Palace of Justice

16

I phoned my sister from Wierda’s chambers.

‘Annelise, are you going to invite me to dinner?’

‘Yes,’ she said, ‘come over now and you and Pierre can do a braai. We have some nice warthog steaks and a fillet in the fridge.’

‘Get the red wine out,’ I said, ‘I’ll be there in ten minutes.’

Wierda dropped me off on his way home. I was still in my suit.

Pierre looked relaxed within the boundaries of his house and garden, I thought. But as soon as he got to the other side of the fence he became restless and distressed, Annelise had told me.

I sat in Pierre’s lapa and watched as he put the fire together with leadwood logs split into quarters. The coals would glow deep into the night. The lapa was built in the traditional African style, a low mud-brick wall with a wide gap for an entrance and a wavy thatched roof on creosote poles for privacy and protection from the sun. The braai was built into the outside wall of the lapa, with the thatch curving around well away from the flames.

I don’t think I have ever seen a man with such strong and blond hair as Pierre’s. His hair wasn’t just blond, it was white, and it was thick and strong. Combined with his tanned skin and light-blue eyes his hair created a startling effect. I wouldn’t like to get into a scrap with him.

Pierre didn’t say much and I had a tough time making conversation. Some subjects were out of bounds but I felt I had to bring the conversation round to one that was of immediate interest to me.

‘Pierre, tell me how it feels to be shot at,’ I asked gingerly.

He stood up and came over to me. Without a word he took the wine glass from my hand and refilled it. I took a deep draught from the glass.

‘It is better to shoot first,’ Pierre said. He was looking into the fire.

‘Even then, how does it feel when they shoot back?’ I insisted.

‘Shooting someone and being shot at are equally bad. The one is no better than the other.’

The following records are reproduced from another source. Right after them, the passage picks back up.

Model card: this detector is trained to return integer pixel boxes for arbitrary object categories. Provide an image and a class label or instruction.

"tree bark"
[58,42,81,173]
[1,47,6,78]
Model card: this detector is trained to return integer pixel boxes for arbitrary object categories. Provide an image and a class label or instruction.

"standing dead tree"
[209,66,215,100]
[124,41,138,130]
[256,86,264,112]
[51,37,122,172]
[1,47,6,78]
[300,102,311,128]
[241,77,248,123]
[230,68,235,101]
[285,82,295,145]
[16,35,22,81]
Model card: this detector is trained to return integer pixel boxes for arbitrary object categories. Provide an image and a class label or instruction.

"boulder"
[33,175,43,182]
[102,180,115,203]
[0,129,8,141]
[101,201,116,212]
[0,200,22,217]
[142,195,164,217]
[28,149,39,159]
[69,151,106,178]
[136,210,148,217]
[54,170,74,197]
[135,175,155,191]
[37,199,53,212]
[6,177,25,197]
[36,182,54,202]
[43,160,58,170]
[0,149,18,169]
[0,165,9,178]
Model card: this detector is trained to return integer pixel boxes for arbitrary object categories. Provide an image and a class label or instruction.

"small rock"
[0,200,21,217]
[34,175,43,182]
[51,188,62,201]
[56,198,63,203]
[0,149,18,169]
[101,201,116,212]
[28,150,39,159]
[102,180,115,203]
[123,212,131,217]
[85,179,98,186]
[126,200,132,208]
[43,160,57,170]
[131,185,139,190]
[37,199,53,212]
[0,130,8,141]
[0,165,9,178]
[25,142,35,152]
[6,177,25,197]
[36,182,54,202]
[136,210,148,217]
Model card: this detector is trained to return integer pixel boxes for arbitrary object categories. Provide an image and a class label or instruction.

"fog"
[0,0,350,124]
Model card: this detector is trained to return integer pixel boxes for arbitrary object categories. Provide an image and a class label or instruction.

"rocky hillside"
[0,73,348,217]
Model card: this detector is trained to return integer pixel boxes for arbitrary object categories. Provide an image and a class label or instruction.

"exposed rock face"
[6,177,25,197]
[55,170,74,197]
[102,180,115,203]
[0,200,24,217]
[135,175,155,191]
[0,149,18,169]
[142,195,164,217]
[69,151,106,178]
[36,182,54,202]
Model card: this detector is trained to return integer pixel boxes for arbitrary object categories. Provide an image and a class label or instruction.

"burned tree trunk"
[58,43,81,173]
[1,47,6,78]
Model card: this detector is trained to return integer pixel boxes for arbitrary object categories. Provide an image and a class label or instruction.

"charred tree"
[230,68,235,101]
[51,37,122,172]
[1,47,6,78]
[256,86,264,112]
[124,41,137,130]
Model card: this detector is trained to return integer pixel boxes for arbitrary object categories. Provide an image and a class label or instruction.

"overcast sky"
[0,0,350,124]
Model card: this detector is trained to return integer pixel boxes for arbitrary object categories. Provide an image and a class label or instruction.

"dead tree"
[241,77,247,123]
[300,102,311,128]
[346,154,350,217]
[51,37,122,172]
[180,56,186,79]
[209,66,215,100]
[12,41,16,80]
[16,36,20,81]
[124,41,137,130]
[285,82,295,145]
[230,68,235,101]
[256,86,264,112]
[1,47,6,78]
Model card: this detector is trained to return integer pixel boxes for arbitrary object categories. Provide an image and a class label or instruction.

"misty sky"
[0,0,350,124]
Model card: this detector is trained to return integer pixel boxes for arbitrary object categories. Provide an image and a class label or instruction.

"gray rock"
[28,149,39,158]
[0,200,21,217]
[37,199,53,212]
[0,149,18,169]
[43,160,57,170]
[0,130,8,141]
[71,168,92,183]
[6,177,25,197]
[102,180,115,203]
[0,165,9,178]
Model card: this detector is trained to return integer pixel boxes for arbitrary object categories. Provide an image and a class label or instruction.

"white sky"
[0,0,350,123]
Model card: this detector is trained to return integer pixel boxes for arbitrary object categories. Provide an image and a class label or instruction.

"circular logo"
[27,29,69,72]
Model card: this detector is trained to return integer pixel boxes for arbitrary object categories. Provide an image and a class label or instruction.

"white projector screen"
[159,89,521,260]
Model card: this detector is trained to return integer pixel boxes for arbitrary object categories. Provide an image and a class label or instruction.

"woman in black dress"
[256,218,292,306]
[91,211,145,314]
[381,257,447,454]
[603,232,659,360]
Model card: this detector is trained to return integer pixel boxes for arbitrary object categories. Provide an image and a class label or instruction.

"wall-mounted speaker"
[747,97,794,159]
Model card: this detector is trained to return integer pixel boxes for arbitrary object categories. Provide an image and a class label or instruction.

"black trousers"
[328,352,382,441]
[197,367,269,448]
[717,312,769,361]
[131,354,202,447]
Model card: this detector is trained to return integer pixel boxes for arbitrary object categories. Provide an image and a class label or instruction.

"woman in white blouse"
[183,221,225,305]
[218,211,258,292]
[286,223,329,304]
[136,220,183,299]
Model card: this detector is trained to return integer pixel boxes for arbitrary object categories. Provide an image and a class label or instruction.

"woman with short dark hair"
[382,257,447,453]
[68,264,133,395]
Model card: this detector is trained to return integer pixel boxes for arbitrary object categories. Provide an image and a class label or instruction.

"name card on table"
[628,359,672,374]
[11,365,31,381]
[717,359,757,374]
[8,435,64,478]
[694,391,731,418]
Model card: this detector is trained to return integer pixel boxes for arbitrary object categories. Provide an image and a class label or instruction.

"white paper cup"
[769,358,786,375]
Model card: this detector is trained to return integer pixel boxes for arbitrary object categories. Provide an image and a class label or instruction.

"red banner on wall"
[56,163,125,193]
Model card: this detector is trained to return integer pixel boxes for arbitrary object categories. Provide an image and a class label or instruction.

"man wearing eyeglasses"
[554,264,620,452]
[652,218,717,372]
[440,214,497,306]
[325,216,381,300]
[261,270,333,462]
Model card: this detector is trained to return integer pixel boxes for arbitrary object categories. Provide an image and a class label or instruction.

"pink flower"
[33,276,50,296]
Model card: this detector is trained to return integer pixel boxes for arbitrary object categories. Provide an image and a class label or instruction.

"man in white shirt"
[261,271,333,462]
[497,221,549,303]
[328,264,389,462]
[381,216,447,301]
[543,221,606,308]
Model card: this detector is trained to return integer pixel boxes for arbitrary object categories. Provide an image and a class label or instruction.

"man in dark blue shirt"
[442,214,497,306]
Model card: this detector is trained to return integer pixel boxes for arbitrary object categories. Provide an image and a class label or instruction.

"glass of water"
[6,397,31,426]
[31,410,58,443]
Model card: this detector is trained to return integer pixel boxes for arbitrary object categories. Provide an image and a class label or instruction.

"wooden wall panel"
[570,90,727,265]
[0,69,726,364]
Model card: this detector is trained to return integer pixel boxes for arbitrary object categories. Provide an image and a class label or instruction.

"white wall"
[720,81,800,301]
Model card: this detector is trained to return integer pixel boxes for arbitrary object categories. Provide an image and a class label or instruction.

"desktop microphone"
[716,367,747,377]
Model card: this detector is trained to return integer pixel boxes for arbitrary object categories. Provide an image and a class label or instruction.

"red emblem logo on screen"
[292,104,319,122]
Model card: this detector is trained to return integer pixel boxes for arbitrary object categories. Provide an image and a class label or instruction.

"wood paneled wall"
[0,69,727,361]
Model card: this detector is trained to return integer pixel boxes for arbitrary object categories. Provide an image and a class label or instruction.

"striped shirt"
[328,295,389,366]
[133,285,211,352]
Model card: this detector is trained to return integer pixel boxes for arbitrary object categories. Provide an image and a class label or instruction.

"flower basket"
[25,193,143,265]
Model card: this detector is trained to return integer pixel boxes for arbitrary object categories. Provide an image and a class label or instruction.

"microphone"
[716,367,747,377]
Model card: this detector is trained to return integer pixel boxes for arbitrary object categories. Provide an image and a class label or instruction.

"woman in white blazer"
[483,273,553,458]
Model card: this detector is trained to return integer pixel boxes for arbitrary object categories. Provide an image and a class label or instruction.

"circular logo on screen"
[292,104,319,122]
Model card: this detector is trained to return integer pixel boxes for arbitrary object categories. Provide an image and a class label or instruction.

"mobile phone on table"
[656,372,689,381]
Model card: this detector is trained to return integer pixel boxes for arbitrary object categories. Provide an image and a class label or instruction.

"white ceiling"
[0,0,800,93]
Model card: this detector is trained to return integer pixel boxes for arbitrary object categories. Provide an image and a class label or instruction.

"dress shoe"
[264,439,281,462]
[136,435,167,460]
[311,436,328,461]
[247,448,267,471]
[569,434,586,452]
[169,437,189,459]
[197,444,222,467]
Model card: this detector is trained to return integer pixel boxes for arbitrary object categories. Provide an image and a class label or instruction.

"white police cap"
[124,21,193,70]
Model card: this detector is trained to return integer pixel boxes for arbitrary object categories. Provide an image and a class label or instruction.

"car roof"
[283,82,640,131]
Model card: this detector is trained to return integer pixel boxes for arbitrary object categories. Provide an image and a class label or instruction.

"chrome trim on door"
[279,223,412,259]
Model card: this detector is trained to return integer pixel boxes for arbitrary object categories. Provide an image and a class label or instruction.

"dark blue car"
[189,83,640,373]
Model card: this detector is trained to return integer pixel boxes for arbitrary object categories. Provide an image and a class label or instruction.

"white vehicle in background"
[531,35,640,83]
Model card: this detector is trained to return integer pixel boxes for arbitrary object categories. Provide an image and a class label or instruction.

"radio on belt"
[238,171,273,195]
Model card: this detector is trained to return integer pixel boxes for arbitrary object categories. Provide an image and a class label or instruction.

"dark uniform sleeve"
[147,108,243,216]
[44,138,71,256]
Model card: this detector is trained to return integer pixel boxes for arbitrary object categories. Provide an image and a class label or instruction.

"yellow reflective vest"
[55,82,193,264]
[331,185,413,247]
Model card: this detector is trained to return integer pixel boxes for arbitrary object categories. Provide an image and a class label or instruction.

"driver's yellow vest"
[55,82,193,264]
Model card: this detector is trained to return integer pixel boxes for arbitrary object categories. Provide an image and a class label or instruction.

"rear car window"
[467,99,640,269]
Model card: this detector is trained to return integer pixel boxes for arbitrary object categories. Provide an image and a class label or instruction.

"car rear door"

I knew he had killed in the war in Angola. I knew also that he never spoke about it, but I had to take the risk nevertheless.

‘What does it feel like to kill someone?’ I asked.

He stood bent over at the fire and looked at me over the curve of his shoulder. After a very long silence in which he held my gaze he said, ‘You’ve asked me this before and I told you no one ever talks about it. That includes me.’

I knew I had to break through now or I would never get the door open.

‘I know that,’ I answered, ‘but Pierre, please. I’m fighting for a man’s life here. It is the opposite of killing. And I need to know what only you can tell me.’

‘Why me?’

‘Because I trust you. And because you can trust me.’

Then my instincts told me to go straight at him. ‘Pierre, what is the worst killing you have ever done? Tell me.’

He pottered around the fire for a long time. I sipped my wine and watched. He wasn’t doing anything specific or constructive; he was playing for time. Eventually I decided that the subject was too uncomfortable and that he was not going to answer. Annelise called me to fetch the meat from the kitchen. I was reluctant to leave the lapa and stood up slowly.

As I walked past Pierre, he said softly, his voice dropping, ‘When I had to shoot a woman.’

I stopped in my tracks. ‘When you did what?’

He repeated, louder, ‘When I had to shoot a woman. That was the worst.’

I called to Annelise that I’d be there in a minute and sat down again, closer to Pierre.

‘Can you talk about it?’ I asked.

‘No.’

He changed the subject, making small talk that continued after I’d fetched the meat until Annelise and the children came out to join us.

I renewed my attack on his reticence after we had eaten and Annelise and the children had left the lapa again. ‘Pierre, how long have we known each other?’

He was looking up at the stars without answering me. No answer was needed because we had known each other from the time he was still at university and courting my sister. Now their children were in school already.

‘You are going to have to talk to someone some time, and it might as well be me.’

He was obstinate. ‘What if I don’t want to talk?’ he said with a note of belligerence.

‘Ag kak, man!’ I said.

He stirred the embers with the barbecue tongs. ‘No really. What if I just don’t want to talk?’

I had only one card and I’d already played it. ‘What if I need help and only you can provide it?’

He did not look up from the fire. ‘I am not ready to tell the whole story, and it might get you into trouble if they find out that I’ve told you.’

‘Just tell me what you can, and let’s take it from there.’

He started with a blunt statement.

‘I’m not mad.’

I nodded. That much I knew.

Pierre dropped me off at the hotel much later, but there was still time to read another case and to make a summary of the salient facts. This time I was forewarned and ordered a bottle in advance. The hotel sent up an unremarkable Nederburg.